The largest shareholders of each company, CJ ENM and SK Square, are working to enhance merger competitiveness by participating in the second convertible bond (CB) acquisition of Wave. They are also outlining the merger through executive dispatch.

Graphic=Son Min-kyun

According to the OTT industry on the 16th, Wave is pushing for a merger with Tving. The merger between Tving and Wave came to fruition when CJ ENM and SK Square signed a memorandum of understanding (MOU) for the merger of Wave in December 2023.

SK Square is the largest shareholder of Wave, holding 40.52% equity. Next are the three major terrestrial broadcasters, KBS, MBC, and SBS, with 19.8%.

Tving's largest shareholder is CJ ENM, which holds 48.9% equity. Following that, KT (KT Studio Genie) holds 13.5%, Zen Partners and Company holds 13.5%, SLL Central holds 12.7%, and Naver holds 10.7%.

The merger, initially targeted for completion by the end of 2024, has been delayed due to the inability to secure consent from all shareholders. Major shareholder approval is essential for corporate mergers, and KT, Tving's second-largest shareholder, has maintained its opposition, stating that it 'does not align with shareholder value.' As the merger itself has yet to be confirmed, the method and ratio of the merger have not been determined.

As the delay in the merger worsens Wave's competitiveness, both parties have sought to inject funds through CBs. On the 8th, SK Square additionally acquired Wave CBs worth 75 billion won. Of this, 50 billion won was acquired by CJ ENM, resulting in SK Square acquiring 25 billion won and CJ ENM acquiring 50 billion won worth of Wave CBs.

The decline in Wave's competitiveness is due to intensified competition for content in the OTT market and increased investment expenses. Wave has recorded losses for six consecutive years since 2019, with cumulative losses reaching 316 billion won. Recently, the homegrown OTT company Watcha has also entered corporate rehabilitation proceedings.

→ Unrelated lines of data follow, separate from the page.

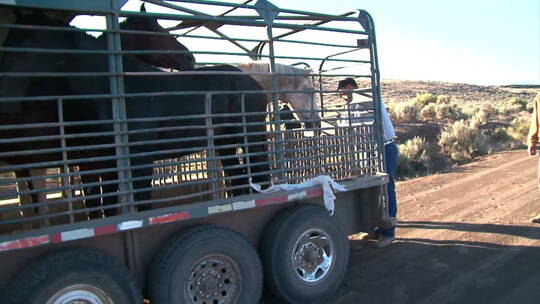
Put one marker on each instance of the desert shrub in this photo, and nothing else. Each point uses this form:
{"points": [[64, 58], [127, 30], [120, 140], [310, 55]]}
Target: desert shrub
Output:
{"points": [[483, 115], [429, 112], [519, 103], [519, 128], [530, 104], [406, 111], [414, 157], [426, 98], [500, 134], [443, 99], [390, 107], [449, 112], [462, 141]]}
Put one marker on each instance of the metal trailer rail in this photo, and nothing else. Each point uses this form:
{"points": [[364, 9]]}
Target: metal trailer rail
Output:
{"points": [[45, 199]]}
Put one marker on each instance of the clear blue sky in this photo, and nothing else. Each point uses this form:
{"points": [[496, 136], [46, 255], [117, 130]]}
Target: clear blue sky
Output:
{"points": [[470, 41]]}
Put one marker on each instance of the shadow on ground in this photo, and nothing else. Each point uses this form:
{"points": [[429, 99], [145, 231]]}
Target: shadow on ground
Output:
{"points": [[420, 270]]}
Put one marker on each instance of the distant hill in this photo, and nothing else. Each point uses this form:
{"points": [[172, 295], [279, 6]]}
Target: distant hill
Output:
{"points": [[403, 90]]}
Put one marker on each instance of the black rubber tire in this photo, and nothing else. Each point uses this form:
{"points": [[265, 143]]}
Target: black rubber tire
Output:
{"points": [[277, 248], [40, 281], [176, 262]]}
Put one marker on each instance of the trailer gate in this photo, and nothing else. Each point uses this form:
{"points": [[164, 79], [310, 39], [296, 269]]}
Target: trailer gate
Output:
{"points": [[50, 172]]}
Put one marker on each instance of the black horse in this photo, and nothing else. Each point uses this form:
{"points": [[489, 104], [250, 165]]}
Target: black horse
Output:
{"points": [[189, 136], [159, 40]]}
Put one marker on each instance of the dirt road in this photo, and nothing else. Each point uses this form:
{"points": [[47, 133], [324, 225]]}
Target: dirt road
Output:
{"points": [[463, 237]]}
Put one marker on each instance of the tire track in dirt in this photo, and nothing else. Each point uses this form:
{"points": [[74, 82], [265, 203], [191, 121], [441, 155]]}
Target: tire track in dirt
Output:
{"points": [[463, 253]]}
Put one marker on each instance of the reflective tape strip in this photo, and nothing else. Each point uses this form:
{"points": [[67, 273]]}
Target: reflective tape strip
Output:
{"points": [[244, 205], [107, 229], [167, 218], [315, 192], [25, 243], [271, 200], [129, 225], [220, 208], [297, 196], [73, 235]]}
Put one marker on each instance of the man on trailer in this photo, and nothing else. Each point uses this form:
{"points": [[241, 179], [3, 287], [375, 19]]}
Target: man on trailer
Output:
{"points": [[384, 237], [532, 140]]}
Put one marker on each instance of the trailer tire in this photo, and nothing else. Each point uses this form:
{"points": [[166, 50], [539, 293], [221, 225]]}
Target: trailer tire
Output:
{"points": [[206, 265], [74, 275], [305, 255]]}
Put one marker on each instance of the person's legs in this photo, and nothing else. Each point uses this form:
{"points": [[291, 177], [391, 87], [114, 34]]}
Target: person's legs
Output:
{"points": [[391, 153]]}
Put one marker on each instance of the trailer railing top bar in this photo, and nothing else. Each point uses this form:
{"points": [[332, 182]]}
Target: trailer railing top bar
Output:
{"points": [[280, 10], [101, 6]]}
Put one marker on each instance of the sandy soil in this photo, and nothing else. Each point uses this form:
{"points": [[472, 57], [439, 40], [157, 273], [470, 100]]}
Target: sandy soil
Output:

In November 2024, as the maturity of the 200 billion won CB issued by Wave to SKS PE and Mirae Asset Venture PE approaches, SK Square is expected to acquire 150 billion won, and CJ ENM is expected to acquire 100 billion won of CB for repayment.

An industry insider noted, 'Wave has postponed the timeline for new investments or strategies until after the merger, and as the merger is prolonged, it is facing difficulties.' He added that this investment is a measure to prevent the weakening of competitiveness until the merger.

When the two platforms merge in the future, the purpose is also to strengthen control over Wave. CBs can be converted into shares at maturity, allowing for financial support now and securing equity in the growing company in the future.

Post-merger governance is expected to be restructured around CJ ENM. An insider in the OTT industry explained that 'this CB investment is being carried out as agreed upon since CJ ENM and SK Square's CB investment in November 2024,' adding that 'the process of changing many Wave executives to CJ ENM personnel is essentially a process of transferring governance to CJ ENM.'

The industry expects the integration of Tving and Wave to expand global market access for K-content and increase added value. The merger is expected to strengthen economies of scale and bargaining power, allowing challenges to the overseas distribution market, currently virtually monopolized by Netflix.

※ This article has been translated by AI. Share your feedback here.